I want to help transform the media. That's my big dream. Unfortunately, I will never realize it because I don't have access to the kind of capital necessary.
The disintegration of print newspapers and the failure/refusal of digital media to deeply invest in serious journalism and smart commentary and satire is making Americans stupider, allowing evil corporations and corrupt, lazy politicians to thrive.
Warren Buffett is a smart man, picking up newspapers at rock-bottom prices. Personally, I'd buy The Los Angeles Times now that its parent, the Tribune Company, has emerged from bankruptcy. Experts guesstimate you could pick the Times for $185 million or less.
Aside from the fun of running a major metropolitan daily newspaper--12 pages of full-color comics! Hire a kick-ass investigative reporter to infiltrate government! Create an editorial page that runs no one to the right of Mao Tse-Tung!--I think the Times would be a fab investment.
People say newspapers are dying. Specific companies are hurting, many are dying, but the dead tree form is here to stay. Print magazines and newspapers will get their groove back when they understand what they are for. The Internet is for short updates. Print is for long-form analysis. Print tells you why you should care about what happened.
We need serious analysis, but no one wants to read 15,000 words on a smartphone.

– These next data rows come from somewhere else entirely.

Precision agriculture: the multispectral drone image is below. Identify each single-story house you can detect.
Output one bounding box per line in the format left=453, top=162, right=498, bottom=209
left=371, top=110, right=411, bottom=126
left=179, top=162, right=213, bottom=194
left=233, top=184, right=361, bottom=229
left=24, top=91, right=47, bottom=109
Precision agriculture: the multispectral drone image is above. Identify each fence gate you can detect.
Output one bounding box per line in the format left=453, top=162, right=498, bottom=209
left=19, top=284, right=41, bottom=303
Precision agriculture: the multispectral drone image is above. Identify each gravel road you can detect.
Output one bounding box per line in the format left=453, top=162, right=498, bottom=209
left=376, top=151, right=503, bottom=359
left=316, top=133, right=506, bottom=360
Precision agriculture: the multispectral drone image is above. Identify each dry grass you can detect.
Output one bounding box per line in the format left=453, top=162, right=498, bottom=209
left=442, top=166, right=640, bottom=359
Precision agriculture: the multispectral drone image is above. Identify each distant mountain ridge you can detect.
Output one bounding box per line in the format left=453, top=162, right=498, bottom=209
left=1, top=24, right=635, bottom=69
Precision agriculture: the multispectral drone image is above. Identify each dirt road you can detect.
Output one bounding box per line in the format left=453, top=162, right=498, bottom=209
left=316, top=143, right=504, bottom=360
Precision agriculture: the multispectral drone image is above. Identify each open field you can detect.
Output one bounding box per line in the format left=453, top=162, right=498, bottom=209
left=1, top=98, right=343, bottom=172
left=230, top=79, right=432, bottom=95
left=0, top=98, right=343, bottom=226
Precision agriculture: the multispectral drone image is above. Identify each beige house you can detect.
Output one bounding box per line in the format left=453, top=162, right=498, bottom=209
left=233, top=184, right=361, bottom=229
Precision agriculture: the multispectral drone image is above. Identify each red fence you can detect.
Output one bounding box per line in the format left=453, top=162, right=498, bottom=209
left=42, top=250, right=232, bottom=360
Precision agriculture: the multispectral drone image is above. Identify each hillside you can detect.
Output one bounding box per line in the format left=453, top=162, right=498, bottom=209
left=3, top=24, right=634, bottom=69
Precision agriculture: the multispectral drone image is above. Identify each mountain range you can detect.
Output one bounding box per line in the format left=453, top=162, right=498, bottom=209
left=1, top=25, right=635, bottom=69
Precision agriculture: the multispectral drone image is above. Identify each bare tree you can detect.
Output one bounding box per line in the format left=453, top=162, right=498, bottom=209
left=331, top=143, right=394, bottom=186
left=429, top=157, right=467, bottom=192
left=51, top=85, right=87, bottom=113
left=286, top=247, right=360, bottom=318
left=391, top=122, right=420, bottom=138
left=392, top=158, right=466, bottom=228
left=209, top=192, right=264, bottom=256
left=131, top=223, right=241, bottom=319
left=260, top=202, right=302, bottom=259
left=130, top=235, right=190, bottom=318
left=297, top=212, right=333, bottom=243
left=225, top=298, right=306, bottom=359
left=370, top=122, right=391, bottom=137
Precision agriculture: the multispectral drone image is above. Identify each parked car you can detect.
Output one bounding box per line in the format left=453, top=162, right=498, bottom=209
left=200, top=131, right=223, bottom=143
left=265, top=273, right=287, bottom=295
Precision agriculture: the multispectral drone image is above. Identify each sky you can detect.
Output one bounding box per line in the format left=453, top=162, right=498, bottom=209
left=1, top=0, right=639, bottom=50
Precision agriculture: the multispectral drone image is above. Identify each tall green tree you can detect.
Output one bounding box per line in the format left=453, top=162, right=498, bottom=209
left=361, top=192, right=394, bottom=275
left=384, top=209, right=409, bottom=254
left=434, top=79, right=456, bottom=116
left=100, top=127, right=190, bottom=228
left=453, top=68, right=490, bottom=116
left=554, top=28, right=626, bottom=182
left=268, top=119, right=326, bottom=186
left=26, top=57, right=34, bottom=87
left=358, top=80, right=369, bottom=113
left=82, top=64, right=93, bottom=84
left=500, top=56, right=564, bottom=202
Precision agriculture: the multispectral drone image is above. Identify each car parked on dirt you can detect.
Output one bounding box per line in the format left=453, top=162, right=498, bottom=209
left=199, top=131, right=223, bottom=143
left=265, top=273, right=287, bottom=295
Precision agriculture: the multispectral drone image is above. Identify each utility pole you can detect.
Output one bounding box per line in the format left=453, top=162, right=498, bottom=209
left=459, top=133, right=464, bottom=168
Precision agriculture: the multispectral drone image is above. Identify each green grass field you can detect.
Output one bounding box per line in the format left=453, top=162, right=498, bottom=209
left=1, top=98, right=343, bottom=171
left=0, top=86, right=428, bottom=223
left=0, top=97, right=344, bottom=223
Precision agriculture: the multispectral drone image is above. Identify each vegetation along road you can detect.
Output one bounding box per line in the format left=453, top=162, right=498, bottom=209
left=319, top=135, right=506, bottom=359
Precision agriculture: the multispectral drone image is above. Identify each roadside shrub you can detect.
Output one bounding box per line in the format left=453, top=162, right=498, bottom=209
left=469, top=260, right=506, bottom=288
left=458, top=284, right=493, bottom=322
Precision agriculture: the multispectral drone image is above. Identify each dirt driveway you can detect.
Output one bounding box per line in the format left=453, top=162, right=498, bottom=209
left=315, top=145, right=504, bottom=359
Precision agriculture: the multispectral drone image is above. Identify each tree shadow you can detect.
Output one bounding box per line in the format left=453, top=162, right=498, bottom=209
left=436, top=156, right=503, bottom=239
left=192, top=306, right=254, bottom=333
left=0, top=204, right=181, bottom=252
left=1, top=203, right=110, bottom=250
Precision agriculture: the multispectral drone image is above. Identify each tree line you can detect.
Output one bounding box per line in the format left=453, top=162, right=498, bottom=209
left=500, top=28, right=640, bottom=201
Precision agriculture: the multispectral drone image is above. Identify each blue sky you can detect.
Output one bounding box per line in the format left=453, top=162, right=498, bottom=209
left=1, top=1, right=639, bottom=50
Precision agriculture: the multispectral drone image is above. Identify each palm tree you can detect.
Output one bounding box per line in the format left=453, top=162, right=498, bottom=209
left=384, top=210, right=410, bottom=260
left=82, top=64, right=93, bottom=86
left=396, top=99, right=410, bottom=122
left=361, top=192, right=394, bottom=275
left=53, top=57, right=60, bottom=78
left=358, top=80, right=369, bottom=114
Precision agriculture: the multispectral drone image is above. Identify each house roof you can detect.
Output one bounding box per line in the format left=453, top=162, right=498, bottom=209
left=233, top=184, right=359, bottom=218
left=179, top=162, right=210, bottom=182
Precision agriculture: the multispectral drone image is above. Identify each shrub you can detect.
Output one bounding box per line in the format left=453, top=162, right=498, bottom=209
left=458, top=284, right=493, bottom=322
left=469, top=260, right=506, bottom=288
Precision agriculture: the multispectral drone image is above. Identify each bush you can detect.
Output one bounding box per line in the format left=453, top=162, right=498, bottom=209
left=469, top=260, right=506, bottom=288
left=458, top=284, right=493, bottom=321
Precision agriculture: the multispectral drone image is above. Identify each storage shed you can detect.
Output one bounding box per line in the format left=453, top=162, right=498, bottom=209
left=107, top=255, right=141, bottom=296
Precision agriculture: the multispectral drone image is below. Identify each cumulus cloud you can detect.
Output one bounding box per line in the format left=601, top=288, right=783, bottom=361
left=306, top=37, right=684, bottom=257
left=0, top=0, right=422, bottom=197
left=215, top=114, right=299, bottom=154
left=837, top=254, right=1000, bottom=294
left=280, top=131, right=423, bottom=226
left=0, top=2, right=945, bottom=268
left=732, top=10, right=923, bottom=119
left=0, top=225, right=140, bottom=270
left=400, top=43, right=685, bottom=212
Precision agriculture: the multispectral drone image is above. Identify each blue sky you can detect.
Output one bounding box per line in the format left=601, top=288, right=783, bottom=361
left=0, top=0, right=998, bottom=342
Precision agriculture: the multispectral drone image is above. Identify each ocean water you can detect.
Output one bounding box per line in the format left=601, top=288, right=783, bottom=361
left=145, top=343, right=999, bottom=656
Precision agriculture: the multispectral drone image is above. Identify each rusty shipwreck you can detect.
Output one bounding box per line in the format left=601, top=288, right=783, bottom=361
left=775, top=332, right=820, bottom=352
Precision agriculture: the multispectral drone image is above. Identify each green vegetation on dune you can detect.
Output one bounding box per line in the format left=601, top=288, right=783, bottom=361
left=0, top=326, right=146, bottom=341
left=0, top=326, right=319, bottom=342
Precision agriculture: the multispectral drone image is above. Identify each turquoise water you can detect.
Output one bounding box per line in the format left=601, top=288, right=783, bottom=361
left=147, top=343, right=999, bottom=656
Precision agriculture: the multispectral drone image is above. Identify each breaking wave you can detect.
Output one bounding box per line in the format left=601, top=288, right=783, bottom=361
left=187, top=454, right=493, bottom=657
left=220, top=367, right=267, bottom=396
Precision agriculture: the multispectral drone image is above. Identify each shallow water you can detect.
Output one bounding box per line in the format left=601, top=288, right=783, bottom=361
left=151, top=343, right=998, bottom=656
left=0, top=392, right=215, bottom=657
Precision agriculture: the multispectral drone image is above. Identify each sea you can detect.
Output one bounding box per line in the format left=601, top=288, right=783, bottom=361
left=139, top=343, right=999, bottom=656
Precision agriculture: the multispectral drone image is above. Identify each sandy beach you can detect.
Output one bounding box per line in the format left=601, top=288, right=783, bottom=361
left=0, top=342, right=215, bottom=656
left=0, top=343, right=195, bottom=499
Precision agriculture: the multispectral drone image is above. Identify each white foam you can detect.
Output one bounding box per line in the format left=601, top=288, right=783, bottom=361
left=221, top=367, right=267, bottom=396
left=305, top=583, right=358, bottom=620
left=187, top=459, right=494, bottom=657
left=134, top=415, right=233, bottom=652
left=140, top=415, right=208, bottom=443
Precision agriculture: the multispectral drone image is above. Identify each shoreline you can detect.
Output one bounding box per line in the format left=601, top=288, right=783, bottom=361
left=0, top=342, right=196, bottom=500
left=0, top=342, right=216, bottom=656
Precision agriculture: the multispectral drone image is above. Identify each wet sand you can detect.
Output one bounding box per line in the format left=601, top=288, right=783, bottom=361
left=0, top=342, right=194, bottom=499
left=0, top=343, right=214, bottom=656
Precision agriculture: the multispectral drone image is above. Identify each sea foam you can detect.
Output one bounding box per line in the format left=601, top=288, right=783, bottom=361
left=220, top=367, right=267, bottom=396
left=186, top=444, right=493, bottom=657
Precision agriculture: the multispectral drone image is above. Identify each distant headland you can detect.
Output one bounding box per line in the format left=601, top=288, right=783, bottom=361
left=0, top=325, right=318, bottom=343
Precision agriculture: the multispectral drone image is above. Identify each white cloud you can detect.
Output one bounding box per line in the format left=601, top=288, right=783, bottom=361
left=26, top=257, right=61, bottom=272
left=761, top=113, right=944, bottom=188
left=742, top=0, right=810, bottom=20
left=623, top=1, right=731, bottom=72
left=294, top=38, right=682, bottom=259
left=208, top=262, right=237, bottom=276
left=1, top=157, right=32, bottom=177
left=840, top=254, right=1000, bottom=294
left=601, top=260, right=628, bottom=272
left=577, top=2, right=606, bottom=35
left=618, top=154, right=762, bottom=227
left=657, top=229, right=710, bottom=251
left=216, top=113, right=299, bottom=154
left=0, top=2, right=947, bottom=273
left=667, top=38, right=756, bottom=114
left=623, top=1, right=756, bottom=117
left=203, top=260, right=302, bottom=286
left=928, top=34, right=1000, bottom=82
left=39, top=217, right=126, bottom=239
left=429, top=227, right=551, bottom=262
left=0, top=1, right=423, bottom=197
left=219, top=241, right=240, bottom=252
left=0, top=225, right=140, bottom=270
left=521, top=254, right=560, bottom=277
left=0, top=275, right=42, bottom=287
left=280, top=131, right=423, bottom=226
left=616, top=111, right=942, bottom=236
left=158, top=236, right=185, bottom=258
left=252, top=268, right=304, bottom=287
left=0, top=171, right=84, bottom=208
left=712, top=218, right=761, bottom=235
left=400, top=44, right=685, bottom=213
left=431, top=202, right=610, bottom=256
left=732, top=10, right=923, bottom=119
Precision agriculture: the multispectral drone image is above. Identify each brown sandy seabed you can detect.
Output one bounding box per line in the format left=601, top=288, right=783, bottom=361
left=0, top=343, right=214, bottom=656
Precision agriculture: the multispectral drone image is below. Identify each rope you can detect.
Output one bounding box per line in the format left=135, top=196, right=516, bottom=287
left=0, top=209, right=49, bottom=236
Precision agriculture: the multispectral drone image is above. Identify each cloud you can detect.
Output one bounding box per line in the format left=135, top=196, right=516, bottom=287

The publications that are doing OK are embracing in-depth feature stories. Publishers are going to figure out the destiny of print is longer, smarter content.
The future of newspapers in the United States will look a lot like Europe, where nations have a few big national newspapers, each of which serves a particular political orientation or interest, like sports or finance, and individual communities are served by hyperlocal outlets and, possibly, regional ones that would go to, for example, people in the Southwest.
We already have a few big national newspapers. USA Today was first. The New York Times is our big national paper of news and high culture. The Wall Street Journal is the national paper of finance. The Washington Post should be the big national political paper, but its management doesn't get it. There should be a national newspaper for entertainment and the logical candidate is the Los Angeles Times. It has the contacts, the location and the brand recognition to pull it off. What they need is for someone to point them in the right direction.
Not only would you make a killing, you'd establish a template to revive American journalism. Don't forget, more than 90 percent of all news stories originate in newspapers.
I may never win a Pulitzer, but no one can take having been a cartoonist-columnist-newspaper-baron-warlord away from you.